Tag 3: Es geht weiter im Stoff. Die Wege durch das Gebäude und die Gesichter von Team-Kolleg*innen und Schüler*innen wirken vertrauter. Den Beginn macht heute der Klassenvorstand mit Organisatorischem. Ich spiele einstweilen gedanklich mit Fragen rund um die Planung des Lehrstoffes bzw. dessen Aufbereitung, damit ich die Stunden sinnvoll gestalten und abhalten kann. Fragen die angenehmerweise kurz darauf beantwortet werden. Der Lehrplan für sämtliche Fächer und Schulstufen steht praktischerweise am Server zur Verfügung. Eine Vorbereitung zwecks Übersicht und Zuordenbarkeit der Kapitel zu den Schulbuchseiten sowie den diversen Übungen wird dennoch notwendig sein.

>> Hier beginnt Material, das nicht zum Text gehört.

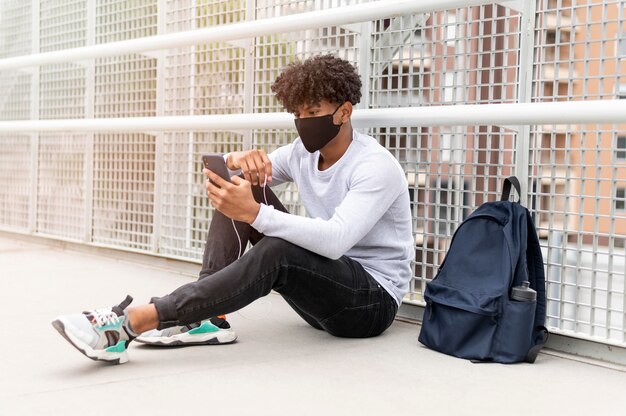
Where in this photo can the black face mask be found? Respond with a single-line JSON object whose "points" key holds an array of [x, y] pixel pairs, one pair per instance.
{"points": [[316, 132]]}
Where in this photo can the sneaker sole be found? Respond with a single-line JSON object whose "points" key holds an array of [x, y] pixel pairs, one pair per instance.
{"points": [[86, 350], [210, 338]]}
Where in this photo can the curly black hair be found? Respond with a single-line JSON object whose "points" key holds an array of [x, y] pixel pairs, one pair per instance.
{"points": [[322, 77]]}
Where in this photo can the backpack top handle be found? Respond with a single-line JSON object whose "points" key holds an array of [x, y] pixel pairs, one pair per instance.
{"points": [[506, 188]]}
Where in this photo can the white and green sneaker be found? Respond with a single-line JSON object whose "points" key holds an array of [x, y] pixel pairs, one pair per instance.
{"points": [[209, 332], [100, 334]]}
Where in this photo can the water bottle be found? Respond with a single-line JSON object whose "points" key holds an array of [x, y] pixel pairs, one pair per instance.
{"points": [[523, 293]]}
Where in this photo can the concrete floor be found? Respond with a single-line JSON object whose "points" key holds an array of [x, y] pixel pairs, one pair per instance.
{"points": [[279, 366]]}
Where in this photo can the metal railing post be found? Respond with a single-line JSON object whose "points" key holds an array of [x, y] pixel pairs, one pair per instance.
{"points": [[527, 44], [34, 115]]}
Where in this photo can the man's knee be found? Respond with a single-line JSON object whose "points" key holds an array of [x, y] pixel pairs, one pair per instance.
{"points": [[278, 247]]}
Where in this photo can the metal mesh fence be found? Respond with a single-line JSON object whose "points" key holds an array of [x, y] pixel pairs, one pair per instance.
{"points": [[144, 191]]}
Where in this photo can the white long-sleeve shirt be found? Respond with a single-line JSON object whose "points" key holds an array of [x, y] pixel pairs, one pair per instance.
{"points": [[358, 207]]}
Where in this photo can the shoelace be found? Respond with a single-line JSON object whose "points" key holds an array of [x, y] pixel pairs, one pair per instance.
{"points": [[105, 316]]}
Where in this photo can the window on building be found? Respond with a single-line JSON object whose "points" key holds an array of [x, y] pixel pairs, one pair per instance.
{"points": [[620, 152], [620, 199], [622, 46]]}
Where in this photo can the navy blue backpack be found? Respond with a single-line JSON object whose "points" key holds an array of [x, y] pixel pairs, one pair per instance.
{"points": [[479, 306]]}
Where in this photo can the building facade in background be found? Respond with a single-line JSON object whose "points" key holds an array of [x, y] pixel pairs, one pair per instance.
{"points": [[143, 191]]}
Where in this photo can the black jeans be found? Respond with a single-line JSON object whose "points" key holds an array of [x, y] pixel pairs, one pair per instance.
{"points": [[337, 296]]}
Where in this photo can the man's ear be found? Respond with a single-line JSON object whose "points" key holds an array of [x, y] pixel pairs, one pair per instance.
{"points": [[346, 112]]}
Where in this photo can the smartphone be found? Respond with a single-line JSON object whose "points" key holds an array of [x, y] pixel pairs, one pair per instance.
{"points": [[215, 163]]}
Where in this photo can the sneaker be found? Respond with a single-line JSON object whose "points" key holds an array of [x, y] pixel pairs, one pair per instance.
{"points": [[210, 332], [100, 334]]}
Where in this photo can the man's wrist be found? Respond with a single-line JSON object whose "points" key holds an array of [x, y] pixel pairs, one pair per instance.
{"points": [[254, 213]]}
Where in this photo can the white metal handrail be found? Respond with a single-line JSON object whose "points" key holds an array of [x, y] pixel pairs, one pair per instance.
{"points": [[572, 112], [243, 30]]}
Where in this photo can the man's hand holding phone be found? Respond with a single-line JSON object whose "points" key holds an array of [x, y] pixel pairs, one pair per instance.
{"points": [[232, 198], [254, 164]]}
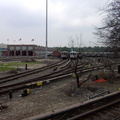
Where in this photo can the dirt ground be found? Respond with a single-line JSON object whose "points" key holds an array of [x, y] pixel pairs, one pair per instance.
{"points": [[53, 96]]}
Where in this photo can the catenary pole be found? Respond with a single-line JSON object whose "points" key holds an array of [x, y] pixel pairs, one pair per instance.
{"points": [[46, 29]]}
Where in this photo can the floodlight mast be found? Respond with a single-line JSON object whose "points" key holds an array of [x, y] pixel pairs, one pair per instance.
{"points": [[46, 29]]}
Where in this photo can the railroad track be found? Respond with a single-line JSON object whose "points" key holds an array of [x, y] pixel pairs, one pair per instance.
{"points": [[65, 72], [30, 72], [106, 107]]}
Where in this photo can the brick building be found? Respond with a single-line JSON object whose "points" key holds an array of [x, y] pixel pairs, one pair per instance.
{"points": [[26, 50]]}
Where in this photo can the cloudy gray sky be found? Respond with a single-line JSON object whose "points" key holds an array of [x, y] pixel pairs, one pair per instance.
{"points": [[26, 19]]}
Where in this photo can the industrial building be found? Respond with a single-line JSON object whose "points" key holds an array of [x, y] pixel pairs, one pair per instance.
{"points": [[3, 47], [26, 50]]}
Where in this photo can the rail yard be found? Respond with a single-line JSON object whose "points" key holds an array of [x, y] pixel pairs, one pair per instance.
{"points": [[53, 93]]}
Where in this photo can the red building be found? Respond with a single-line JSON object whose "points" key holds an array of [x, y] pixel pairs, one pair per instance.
{"points": [[25, 50]]}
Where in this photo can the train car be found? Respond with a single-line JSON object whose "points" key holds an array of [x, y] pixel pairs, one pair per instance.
{"points": [[65, 55], [73, 54]]}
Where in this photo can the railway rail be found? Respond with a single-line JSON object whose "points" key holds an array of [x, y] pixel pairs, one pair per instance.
{"points": [[106, 107], [29, 72], [45, 78]]}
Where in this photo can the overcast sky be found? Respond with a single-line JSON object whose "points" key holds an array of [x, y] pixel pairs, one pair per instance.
{"points": [[26, 19]]}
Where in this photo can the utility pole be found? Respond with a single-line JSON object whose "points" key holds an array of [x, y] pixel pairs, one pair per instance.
{"points": [[46, 28]]}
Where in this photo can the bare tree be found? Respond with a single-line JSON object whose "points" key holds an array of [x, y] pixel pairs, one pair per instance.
{"points": [[76, 61], [109, 33]]}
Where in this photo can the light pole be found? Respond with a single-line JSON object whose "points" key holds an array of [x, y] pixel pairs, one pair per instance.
{"points": [[46, 28]]}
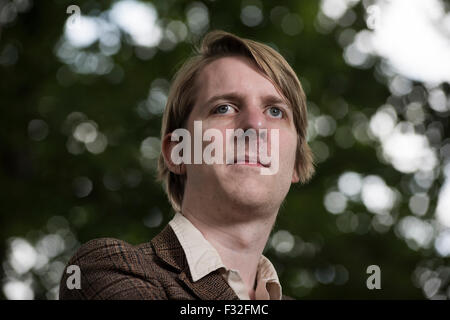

Tag 4: Die Tage beginnen in geordneten Bahnen zu verlaufen. An diesem Nachmittag bekomme ich eine erste kleine Aufgabe. Wir führen einen Einstufungstest in Deutsch durch, Korrekturen inklusive. Meine Erkenntnis daraus: Es gibt durchaus Lichtblicke!

Tag 5: Nach Einheiten in Allgemeiner Wirtschaftslehre (pfuh!), Deutsch und Englisch (überschaubar herausfordernd), hatte ich heute die ersten Einheiten Politische Bildung. Diesmal mit einem anderen Lehrer. Die Schüler sind – wohl auch ob der frühen Uhrzeit und weil es sich um eine erste Klasse im ersten Semester handelt, also alles aufregend neu ist – sehr ruhig. Manche sind zu ruhig, sie schlafen nochmal ein und verpassen die eine oder andere spannende Diskussion.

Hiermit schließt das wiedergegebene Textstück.